While Fangonilo and his doomsday scenario of an indoctrination factory may not be the true state of every college classroom, one cannot deny the prospect that political bias could be evident in select classrooms.
In the wake of the release, much controversy has been attributed to the list. It has been labeled as “pre-McCarthyism,” “name-calling” and “simplistic.” One letter to the editor published in the San Diego Union-Tribune even claimed it was “an effort to filter and vet professors for conservative credentials (that both) insults fellow students and presumes that they could not make up their own mind.”
Responding to these labels, Carl Barnes, vice president of SDSU College Republicans, said, “One of the biggest misconceptions has been to call out liberal bias, but our main intention is to bring attention to bias of any kind.”
He continued to describe the organic and dynamic nature of the listing as he said, “It’s ever-changing; a “preacher” could easily be switched to a “teacher” and vice-versa – in fact we’ve already had positive reactions from professors taking a look at their teaching style.”
In releasing this list, there are two contentious issues: Is the listing permissible within the scope of legal behavior? And secondly, does such a listing carry any value?
Despite any personal political leanings or individual feelings, the list clearly falls under the scope of freedom of speech. The SDSU College Republicans is certainly within its right to voice its opinions regarding the professors of this institution, and if any slander or defamatory language is used, then legal recourse exists for those parties. Freedom of speech and the ability to express one’s opinion is paramount and this freedom does not end when one party simply disagrees.
This issue is addressed by the University Senate in the Freedom of Expression policy, “Freedom of expression is a tenet of higher education; is integral to the mission of the University and to its students, staff, and faculty; is a central and inviolate freedom to learn and teach; necessary for an educated populace; is a requisite to a free society; is incompatible with the suppression of opinions.”

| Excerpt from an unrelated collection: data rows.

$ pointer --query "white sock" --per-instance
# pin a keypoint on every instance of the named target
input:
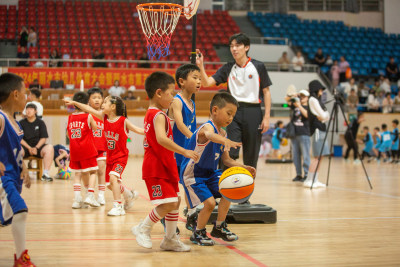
(152, 218)
(171, 220)
(18, 231)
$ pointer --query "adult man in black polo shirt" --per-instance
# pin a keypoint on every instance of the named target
(248, 81)
(34, 141)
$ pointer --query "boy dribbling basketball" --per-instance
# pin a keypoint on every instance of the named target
(201, 177)
(159, 169)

The second issue of debate is whether there is any value in the “Teach or Preach” list. According to the administration of this university, this type of behavior is actually encouraged. University Provost Nancy Marlin was quoted as saying the following:
“We actually encourage open discussion of controversial material. This is something we think is critical; that’s how you do the exploration of new ideas. That’s why we have academic freedom and freedom of speech. Students are free to express themselves. We encourage it. All of this is part of being a vibrant university.”
Incredible value lies in the expression of opinions like “Teach or Preach.” This kind of exercise of opinions could provide a forum for discourse, a platform for change through alerting professors of their propensities in the classroom that may not have been previously brought forward. If a professor disagrees with the classification, engaging in dialogue with the source could provide education for all parties involved. As students are asked to grow and change through the educational process, professors cannot remain isolated from forms of feedback. And while current “official evaluation systems” have value, there exists the potential to constrict a free flow of expression, which other mediums can mitigate, be it expressing levels of chili pepper attractiveness or political bias.
“Teach or Preach” is no more a means of required reading material prior to registering for a class than the chili pepper scale is on Rate My Professors. I find it permissible and interesting. If you disagree, I openly respect your right to express that opinion.